ACEL Conference 2019 – all about inclusion

ACEL Conference 2019 – all about inclusion

Helping to shine a light on a progressive array of topics for the early childhood sector, the NSW Department of Education partnered with ACEL for the second consecutive year, to present the 2019 ACEL Early Childhood Conference in May.

Under the theme 'Sharing responsibility: inclusion in the early years', the conference's diverse roll-call of local and international speakers included researchers, authors, educators, policy makers, psychologists and more.

Speakers highlighted the moral and economic benefits of investing in high quality early childhood education, the importance of play, and how quality means different things to different people.

The authentic representation of diversity was a key theme. Presenters reflected that children need to see themselves represented in their environments, whether that be among the educators they interact with, or in the wider world of community, media and entertainment.

Scottish academic Jane Malcolm focused on the role of love in developing ECE policy, noting the benefits and challenges that childcare professionals face in developing a love-led practice, including the interesting observation that many educators already do this, but they don’t call it love.

Keynote speaker Adam Goodes shared his sentiments on individuality and diversity, focusing on how he dealt with bullying and came out the other side by realising that “I’m good enough just being me”, and that he is now happy with life after AFL.

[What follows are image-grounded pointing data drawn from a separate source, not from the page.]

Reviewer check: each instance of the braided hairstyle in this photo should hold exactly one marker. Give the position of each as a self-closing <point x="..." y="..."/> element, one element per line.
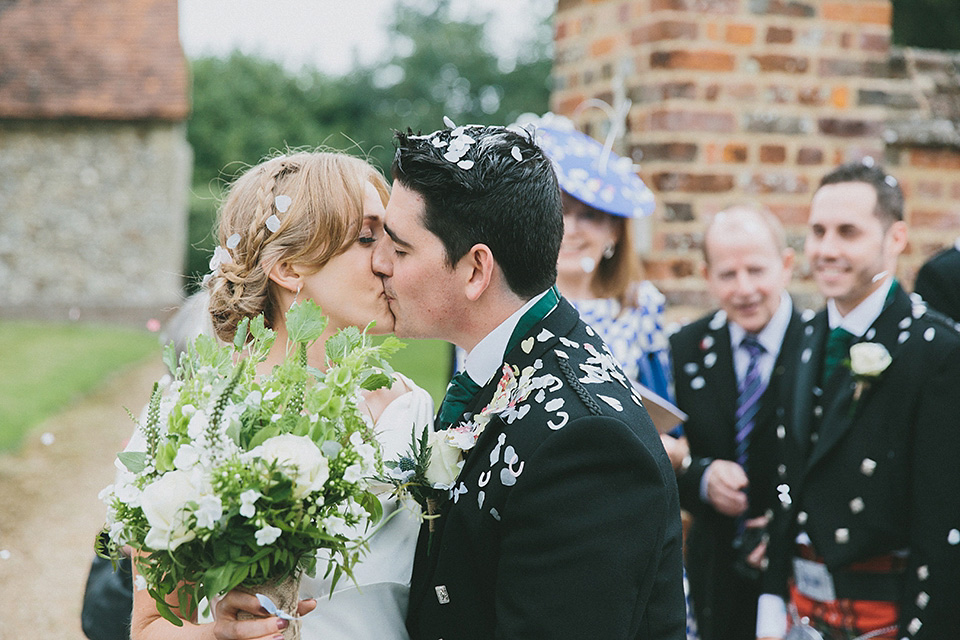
<point x="325" y="213"/>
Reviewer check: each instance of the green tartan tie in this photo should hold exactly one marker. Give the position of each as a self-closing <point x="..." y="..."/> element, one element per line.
<point x="838" y="347"/>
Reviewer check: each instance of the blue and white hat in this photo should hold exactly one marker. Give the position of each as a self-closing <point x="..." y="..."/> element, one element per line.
<point x="590" y="173"/>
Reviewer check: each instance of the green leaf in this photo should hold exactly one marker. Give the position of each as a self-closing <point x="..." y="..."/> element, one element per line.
<point x="134" y="461"/>
<point x="305" y="322"/>
<point x="263" y="435"/>
<point x="376" y="381"/>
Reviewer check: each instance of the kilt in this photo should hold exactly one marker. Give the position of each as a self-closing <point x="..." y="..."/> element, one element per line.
<point x="848" y="616"/>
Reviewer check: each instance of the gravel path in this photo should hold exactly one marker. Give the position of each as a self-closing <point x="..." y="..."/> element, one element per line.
<point x="49" y="512"/>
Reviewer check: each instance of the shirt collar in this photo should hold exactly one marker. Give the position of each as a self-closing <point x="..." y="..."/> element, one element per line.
<point x="485" y="359"/>
<point x="863" y="315"/>
<point x="771" y="336"/>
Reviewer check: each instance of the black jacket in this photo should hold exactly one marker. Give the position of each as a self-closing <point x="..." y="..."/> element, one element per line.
<point x="880" y="474"/>
<point x="566" y="521"/>
<point x="706" y="389"/>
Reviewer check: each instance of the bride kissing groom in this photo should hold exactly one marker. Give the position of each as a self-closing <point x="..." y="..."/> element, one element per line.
<point x="564" y="519"/>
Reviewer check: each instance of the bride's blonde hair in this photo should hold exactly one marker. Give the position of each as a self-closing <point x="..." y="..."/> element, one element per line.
<point x="323" y="216"/>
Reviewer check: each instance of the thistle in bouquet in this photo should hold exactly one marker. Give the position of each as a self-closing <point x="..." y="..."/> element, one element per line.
<point x="242" y="477"/>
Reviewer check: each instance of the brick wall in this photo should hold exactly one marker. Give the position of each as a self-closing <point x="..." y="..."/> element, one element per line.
<point x="755" y="100"/>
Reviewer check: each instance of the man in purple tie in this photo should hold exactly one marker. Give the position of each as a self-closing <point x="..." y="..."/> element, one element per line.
<point x="727" y="367"/>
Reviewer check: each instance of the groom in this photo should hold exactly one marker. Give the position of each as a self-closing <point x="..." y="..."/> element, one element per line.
<point x="564" y="519"/>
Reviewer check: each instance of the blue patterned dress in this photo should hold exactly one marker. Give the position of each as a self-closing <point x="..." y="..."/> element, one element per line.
<point x="635" y="335"/>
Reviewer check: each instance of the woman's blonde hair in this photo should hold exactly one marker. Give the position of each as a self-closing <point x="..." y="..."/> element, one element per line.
<point x="324" y="217"/>
<point x="618" y="275"/>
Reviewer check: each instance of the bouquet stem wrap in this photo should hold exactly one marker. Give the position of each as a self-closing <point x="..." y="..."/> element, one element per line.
<point x="285" y="594"/>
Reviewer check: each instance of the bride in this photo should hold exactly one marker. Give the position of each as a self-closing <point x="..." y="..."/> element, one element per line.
<point x="303" y="226"/>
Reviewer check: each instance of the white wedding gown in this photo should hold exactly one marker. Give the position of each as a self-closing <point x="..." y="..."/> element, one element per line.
<point x="375" y="607"/>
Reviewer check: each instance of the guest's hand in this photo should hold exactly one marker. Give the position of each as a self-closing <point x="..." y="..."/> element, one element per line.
<point x="262" y="627"/>
<point x="726" y="482"/>
<point x="758" y="557"/>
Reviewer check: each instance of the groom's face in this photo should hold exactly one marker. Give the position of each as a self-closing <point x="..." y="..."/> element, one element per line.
<point x="421" y="288"/>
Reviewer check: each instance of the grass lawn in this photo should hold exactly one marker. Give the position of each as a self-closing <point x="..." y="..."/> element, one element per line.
<point x="47" y="366"/>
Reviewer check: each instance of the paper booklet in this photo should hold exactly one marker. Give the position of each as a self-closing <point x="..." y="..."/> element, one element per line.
<point x="665" y="415"/>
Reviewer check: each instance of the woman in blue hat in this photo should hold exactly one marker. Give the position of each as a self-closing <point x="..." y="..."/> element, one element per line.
<point x="598" y="269"/>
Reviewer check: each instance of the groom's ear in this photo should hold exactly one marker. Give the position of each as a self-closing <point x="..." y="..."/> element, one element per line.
<point x="479" y="266"/>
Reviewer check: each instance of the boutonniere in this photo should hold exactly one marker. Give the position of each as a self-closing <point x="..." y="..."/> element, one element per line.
<point x="867" y="361"/>
<point x="429" y="470"/>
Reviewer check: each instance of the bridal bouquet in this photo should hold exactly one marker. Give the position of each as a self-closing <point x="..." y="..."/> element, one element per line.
<point x="242" y="478"/>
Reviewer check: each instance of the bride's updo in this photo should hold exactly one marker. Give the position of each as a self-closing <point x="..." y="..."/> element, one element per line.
<point x="303" y="209"/>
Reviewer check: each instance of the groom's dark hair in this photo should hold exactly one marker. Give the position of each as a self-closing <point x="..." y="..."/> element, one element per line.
<point x="488" y="185"/>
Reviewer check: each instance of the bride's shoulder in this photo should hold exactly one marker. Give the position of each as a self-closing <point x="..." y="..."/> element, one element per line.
<point x="379" y="400"/>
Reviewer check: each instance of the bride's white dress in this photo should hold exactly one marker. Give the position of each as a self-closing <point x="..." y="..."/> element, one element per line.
<point x="375" y="607"/>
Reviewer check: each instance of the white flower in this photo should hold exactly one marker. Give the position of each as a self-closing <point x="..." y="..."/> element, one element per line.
<point x="267" y="535"/>
<point x="444" y="460"/>
<point x="336" y="526"/>
<point x="187" y="457"/>
<point x="197" y="425"/>
<point x="869" y="359"/>
<point x="353" y="473"/>
<point x="209" y="511"/>
<point x="299" y="455"/>
<point x="164" y="504"/>
<point x="248" y="500"/>
<point x="128" y="494"/>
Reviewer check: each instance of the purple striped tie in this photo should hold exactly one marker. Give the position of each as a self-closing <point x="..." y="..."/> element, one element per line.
<point x="748" y="401"/>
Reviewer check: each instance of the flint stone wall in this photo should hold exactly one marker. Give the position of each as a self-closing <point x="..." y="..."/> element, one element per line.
<point x="92" y="218"/>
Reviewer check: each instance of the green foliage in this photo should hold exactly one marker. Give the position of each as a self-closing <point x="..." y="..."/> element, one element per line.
<point x="46" y="366"/>
<point x="244" y="475"/>
<point x="929" y="24"/>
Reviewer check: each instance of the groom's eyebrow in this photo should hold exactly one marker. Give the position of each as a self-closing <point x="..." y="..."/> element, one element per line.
<point x="396" y="238"/>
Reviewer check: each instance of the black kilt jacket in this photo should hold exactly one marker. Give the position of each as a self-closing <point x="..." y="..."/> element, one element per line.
<point x="706" y="390"/>
<point x="879" y="474"/>
<point x="565" y="520"/>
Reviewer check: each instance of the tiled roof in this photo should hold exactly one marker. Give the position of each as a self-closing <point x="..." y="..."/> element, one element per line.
<point x="98" y="59"/>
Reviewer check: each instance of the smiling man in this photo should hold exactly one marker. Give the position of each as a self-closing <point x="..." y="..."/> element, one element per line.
<point x="867" y="534"/>
<point x="563" y="521"/>
<point x="727" y="368"/>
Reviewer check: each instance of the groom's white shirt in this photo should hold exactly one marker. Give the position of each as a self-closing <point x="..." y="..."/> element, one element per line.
<point x="484" y="361"/>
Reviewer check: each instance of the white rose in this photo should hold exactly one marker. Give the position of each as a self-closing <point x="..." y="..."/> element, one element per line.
<point x="444" y="461"/>
<point x="300" y="455"/>
<point x="187" y="457"/>
<point x="267" y="535"/>
<point x="869" y="359"/>
<point x="164" y="504"/>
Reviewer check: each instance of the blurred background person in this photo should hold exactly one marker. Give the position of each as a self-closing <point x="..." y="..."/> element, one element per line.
<point x="938" y="282"/>
<point x="727" y="367"/>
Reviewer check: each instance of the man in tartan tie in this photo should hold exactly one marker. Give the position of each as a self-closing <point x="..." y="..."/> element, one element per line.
<point x="726" y="367"/>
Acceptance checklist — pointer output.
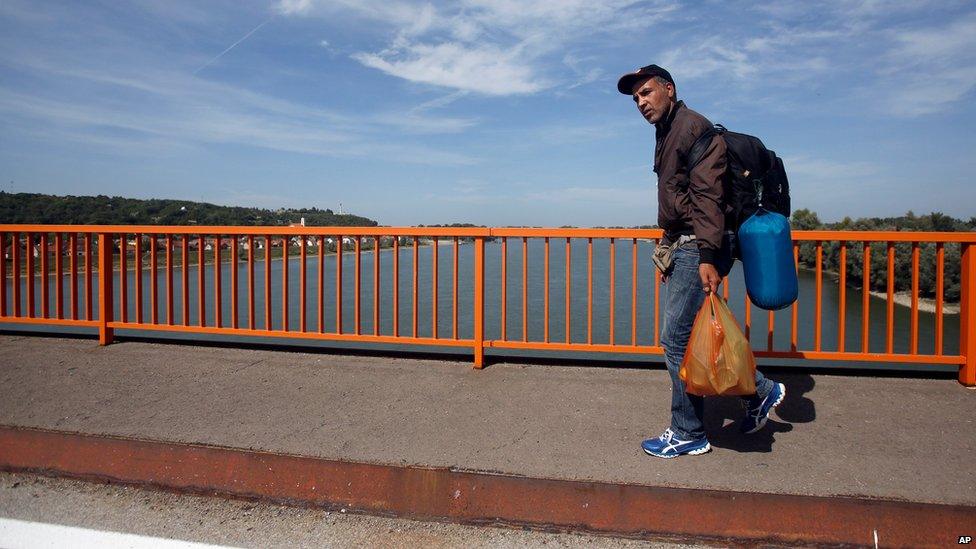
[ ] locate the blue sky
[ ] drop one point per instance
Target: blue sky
(497, 113)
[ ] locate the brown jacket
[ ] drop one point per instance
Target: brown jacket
(689, 204)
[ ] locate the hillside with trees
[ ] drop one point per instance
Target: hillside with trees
(115, 210)
(807, 220)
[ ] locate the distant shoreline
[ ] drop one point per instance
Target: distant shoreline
(903, 298)
(161, 266)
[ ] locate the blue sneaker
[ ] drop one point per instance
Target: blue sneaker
(668, 446)
(756, 417)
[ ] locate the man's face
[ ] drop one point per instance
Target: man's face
(653, 99)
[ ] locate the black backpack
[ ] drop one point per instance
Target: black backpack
(754, 177)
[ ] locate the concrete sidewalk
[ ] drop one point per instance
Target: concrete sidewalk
(891, 438)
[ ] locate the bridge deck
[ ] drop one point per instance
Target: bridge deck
(835, 435)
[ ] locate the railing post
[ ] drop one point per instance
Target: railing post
(967, 316)
(105, 303)
(479, 302)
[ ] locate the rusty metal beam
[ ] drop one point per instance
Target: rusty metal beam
(484, 498)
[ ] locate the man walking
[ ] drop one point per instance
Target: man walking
(691, 210)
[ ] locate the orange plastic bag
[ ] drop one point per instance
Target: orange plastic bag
(718, 360)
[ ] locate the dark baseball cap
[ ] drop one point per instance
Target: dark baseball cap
(626, 83)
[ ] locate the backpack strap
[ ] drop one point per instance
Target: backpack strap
(701, 144)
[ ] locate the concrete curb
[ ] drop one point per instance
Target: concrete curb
(471, 497)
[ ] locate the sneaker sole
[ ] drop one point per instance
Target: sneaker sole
(762, 423)
(696, 452)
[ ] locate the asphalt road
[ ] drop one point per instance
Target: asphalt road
(237, 523)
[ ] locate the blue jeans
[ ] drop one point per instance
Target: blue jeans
(683, 298)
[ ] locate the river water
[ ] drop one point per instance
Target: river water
(579, 317)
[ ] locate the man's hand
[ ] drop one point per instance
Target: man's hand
(709, 276)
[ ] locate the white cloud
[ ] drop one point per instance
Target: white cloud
(481, 69)
(502, 47)
(182, 109)
(931, 68)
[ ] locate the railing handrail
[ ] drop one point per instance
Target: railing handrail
(529, 232)
(165, 252)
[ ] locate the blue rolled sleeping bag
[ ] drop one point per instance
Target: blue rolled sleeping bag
(766, 248)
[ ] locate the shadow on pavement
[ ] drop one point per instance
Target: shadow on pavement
(723, 415)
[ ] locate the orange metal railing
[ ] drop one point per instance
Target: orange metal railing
(85, 261)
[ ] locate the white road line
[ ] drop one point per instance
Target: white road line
(20, 534)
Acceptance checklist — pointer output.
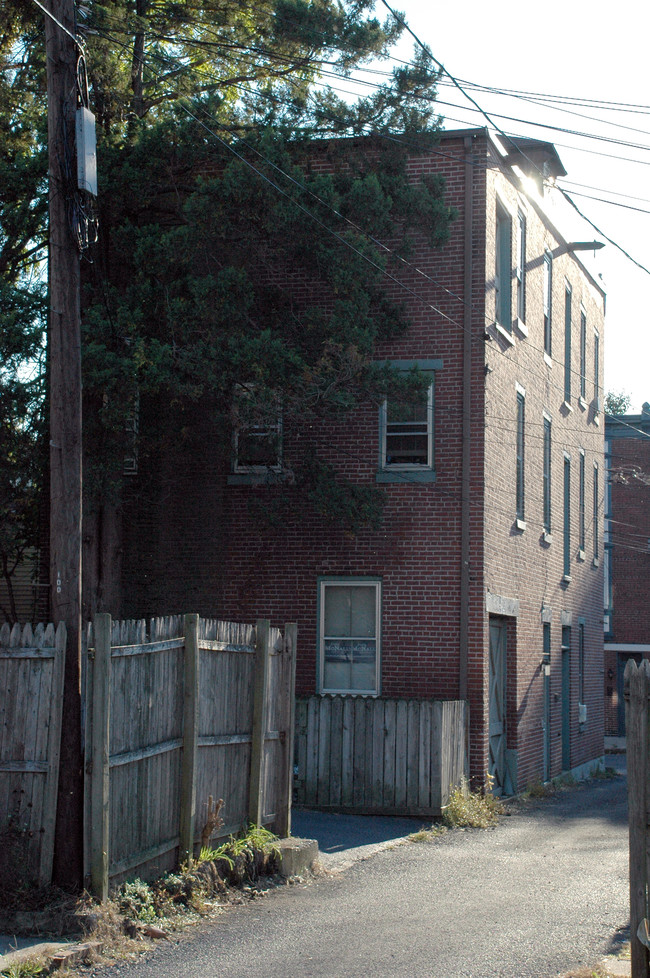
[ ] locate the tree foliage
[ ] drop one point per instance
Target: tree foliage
(617, 402)
(205, 112)
(251, 269)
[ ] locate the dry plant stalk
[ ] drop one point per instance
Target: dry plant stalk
(214, 821)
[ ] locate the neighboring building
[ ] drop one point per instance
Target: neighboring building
(627, 556)
(485, 579)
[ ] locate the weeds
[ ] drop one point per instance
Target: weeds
(24, 969)
(472, 809)
(136, 901)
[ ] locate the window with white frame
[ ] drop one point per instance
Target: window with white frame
(583, 353)
(406, 431)
(548, 301)
(567, 517)
(503, 268)
(568, 294)
(349, 612)
(546, 476)
(521, 267)
(520, 496)
(257, 432)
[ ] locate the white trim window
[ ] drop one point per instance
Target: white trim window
(349, 612)
(257, 433)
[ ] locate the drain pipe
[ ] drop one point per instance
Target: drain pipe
(467, 406)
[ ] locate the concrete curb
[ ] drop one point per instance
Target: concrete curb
(297, 856)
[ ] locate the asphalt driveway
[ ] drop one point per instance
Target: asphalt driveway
(544, 891)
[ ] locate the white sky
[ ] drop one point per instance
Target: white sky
(591, 51)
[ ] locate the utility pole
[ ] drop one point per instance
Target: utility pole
(65, 424)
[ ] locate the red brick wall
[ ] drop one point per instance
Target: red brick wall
(629, 539)
(519, 564)
(202, 546)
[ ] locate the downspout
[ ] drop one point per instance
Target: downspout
(467, 406)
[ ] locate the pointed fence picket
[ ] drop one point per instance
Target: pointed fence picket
(31, 698)
(175, 712)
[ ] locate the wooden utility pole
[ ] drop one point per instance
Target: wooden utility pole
(65, 425)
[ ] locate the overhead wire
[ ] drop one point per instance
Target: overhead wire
(183, 100)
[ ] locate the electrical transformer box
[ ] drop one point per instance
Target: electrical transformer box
(86, 152)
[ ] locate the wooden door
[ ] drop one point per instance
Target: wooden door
(497, 713)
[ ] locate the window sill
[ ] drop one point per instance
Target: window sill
(405, 476)
(266, 477)
(521, 327)
(505, 334)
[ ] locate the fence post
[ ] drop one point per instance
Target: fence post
(100, 754)
(53, 751)
(190, 737)
(288, 694)
(260, 692)
(637, 690)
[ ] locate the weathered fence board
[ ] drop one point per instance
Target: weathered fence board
(178, 711)
(31, 697)
(363, 754)
(637, 726)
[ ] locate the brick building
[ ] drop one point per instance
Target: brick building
(484, 581)
(627, 556)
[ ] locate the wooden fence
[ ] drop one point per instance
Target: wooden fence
(637, 726)
(31, 699)
(185, 709)
(389, 756)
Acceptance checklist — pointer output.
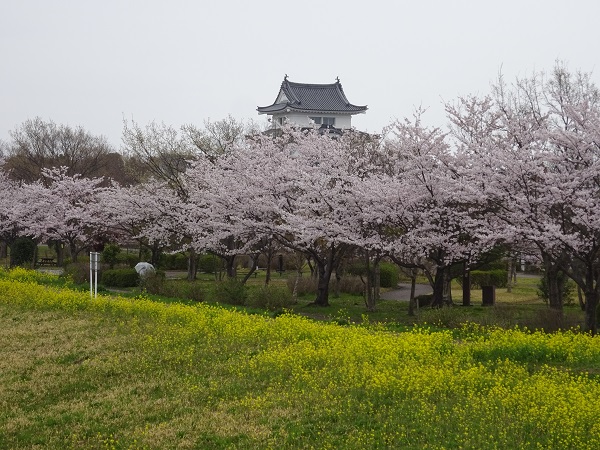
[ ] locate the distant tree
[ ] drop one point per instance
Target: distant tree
(158, 151)
(219, 137)
(38, 145)
(65, 209)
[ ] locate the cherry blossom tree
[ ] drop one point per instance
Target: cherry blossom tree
(63, 211)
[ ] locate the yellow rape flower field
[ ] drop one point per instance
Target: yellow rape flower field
(132, 373)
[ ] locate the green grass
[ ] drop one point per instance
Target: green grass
(135, 373)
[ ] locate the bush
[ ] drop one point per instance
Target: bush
(128, 259)
(230, 291)
(78, 272)
(566, 285)
(120, 277)
(348, 285)
(173, 261)
(388, 275)
(110, 254)
(479, 278)
(154, 283)
(22, 251)
(270, 297)
(306, 285)
(208, 263)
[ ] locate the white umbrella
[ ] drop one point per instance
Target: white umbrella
(144, 269)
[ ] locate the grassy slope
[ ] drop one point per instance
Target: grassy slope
(116, 373)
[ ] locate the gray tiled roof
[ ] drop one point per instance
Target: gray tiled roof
(312, 98)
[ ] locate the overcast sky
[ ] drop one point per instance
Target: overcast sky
(93, 63)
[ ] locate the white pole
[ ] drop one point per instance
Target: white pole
(94, 259)
(91, 273)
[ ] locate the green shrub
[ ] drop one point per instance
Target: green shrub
(305, 285)
(22, 251)
(128, 259)
(78, 272)
(479, 278)
(174, 261)
(120, 277)
(110, 254)
(208, 263)
(270, 297)
(195, 292)
(230, 291)
(566, 285)
(348, 285)
(388, 275)
(154, 283)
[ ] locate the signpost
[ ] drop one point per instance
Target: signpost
(94, 263)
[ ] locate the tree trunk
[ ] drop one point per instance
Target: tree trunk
(413, 285)
(554, 288)
(466, 285)
(447, 287)
(551, 273)
(230, 266)
(192, 265)
(73, 251)
(438, 287)
(249, 274)
(580, 298)
(155, 255)
(377, 280)
(269, 256)
(509, 273)
(59, 248)
(324, 271)
(369, 300)
(591, 305)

“If we have these basic life affirming messages about ourselves and others, I believe we can overcome adversity and reinvent our life in constructive ways. I thought Adam demonstrated this in his very positive and self-reflective keynote”, said one participant.

'How to attract and retain staff in regional and remote areas' was also a popular topic. Auntie Julie mentioned that in her experience, having practical placements for undergrads and high school students was a great way to make potential educators feel welcome in a community.

Dr Susan Linn, child psychologist and ventriloquist, explored the role of make-believe, and reminded the audience that a good toy should be 10% toy, 90% child. This ratio gives the child a chance to use their imagination and bring life to the toy, whether it’s building blocks, bubbles or a spaceship.

A common theme throughout the day was that ‘no child has barriers- there are only environmental barriers’-  a sentiment that is relevant for everyone working in early childhood education worldwide.